I know this comes as a shock to the ego, but I can say this confidently without ever having seen a line of code you've written because outside the very few realms of development where serious magic happens, it's true of all source-code.
Say, tomorrow, someone dumped a pile of DVDs on your doorstep containing the source code for Windows Vista. What would you be able to do with it? Sure, you could compile it and give away copies, but that's just one step more effort than copying the retail version. You could painstakingly find and remove the license-checking code, but that's something some bright kid has already done to the binaries. Replace the logo and graphics, pretend you wrote it yourself and market it as "Vicrosoft Mista"? You'll get caught.
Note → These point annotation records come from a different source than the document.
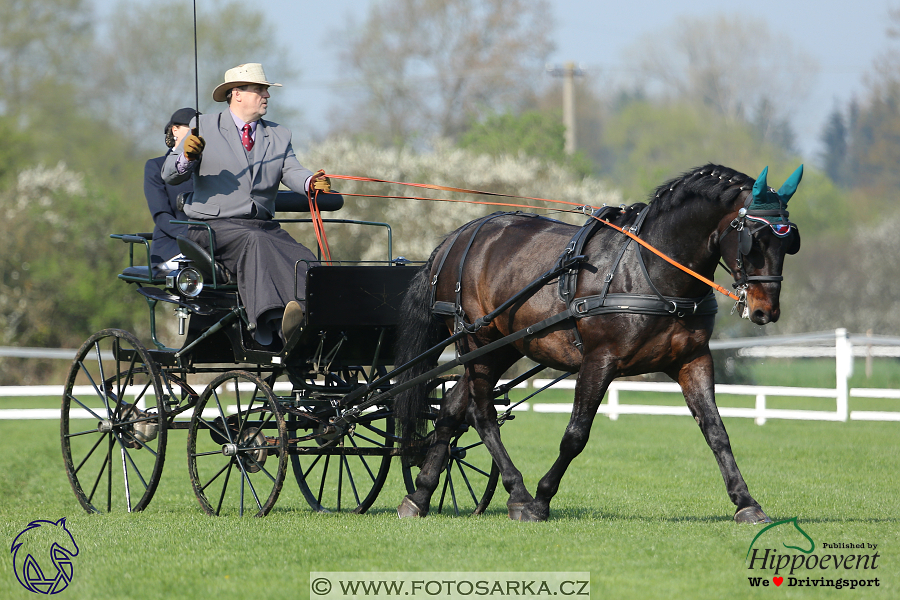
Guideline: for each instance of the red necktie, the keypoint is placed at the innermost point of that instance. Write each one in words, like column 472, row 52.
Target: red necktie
column 246, row 140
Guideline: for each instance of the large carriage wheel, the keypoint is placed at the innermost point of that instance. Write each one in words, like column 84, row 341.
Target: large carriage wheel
column 469, row 479
column 341, row 467
column 180, row 397
column 113, row 424
column 237, row 446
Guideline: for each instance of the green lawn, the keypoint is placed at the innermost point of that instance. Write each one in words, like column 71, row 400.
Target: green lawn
column 643, row 509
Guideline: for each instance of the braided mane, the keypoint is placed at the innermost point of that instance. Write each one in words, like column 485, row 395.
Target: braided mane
column 713, row 182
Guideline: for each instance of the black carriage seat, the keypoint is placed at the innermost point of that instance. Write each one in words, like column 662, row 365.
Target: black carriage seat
column 141, row 273
column 353, row 310
column 285, row 201
column 203, row 262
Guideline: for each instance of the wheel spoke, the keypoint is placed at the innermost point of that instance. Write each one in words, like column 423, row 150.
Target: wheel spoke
column 350, row 478
column 139, row 436
column 260, row 479
column 90, row 410
column 218, row 473
column 91, row 451
column 224, row 485
column 100, row 474
column 473, row 467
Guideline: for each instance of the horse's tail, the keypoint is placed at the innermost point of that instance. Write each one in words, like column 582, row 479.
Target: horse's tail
column 417, row 332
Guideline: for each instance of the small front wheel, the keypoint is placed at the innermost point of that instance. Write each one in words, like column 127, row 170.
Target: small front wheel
column 237, row 446
column 113, row 424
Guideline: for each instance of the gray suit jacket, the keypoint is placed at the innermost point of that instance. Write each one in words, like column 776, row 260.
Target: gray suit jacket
column 228, row 183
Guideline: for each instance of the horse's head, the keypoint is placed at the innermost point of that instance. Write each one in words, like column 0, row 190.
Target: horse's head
column 763, row 235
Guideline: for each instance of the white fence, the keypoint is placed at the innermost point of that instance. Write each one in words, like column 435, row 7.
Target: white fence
column 840, row 344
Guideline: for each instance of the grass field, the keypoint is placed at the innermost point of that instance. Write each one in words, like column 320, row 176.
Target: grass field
column 643, row 509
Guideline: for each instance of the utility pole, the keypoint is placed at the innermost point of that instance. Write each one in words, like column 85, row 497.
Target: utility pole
column 568, row 72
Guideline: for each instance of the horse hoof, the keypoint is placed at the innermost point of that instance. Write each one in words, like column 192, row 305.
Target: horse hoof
column 408, row 508
column 515, row 510
column 521, row 512
column 752, row 515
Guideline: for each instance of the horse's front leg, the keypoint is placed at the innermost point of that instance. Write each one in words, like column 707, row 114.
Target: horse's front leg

You could spend an enormous amount of time reading the code, trying to understand it and truly "stealing the intellectual property" that Microsoft invested in developing the product. But you'd be disappointed. You'd find the code was a long series of mundane decisions, made one after the other. Some would be smarter than you could think of. Some would leave you shaking your head wondering what kind of monkeys they're hiring over there. Most would just make you shrug and say "yeah, that's how you do that."
In the process you'll learn a lot about writing operating systems, but that's not going to hurt Microsoft.
Replace "Vista" with "Leopard" and the above paragraphs don't change one bit. It's not Microsoft, it's software. Half the people on this site could probably develop a Stack Overflow clone, with or without looking at the source of this site. They just haven't. The source-code of Firefox and WebKit are out there for anyone to read. Now go write your own browser from scratch. See you in a few years.
Software development is an investment of time. It's utter hubris to imagine that what you're doing is so special that nobody could clone it without looking at your source, or even that it would make their job that much easier without an actionable (and easily detectable) amount of cut and paste.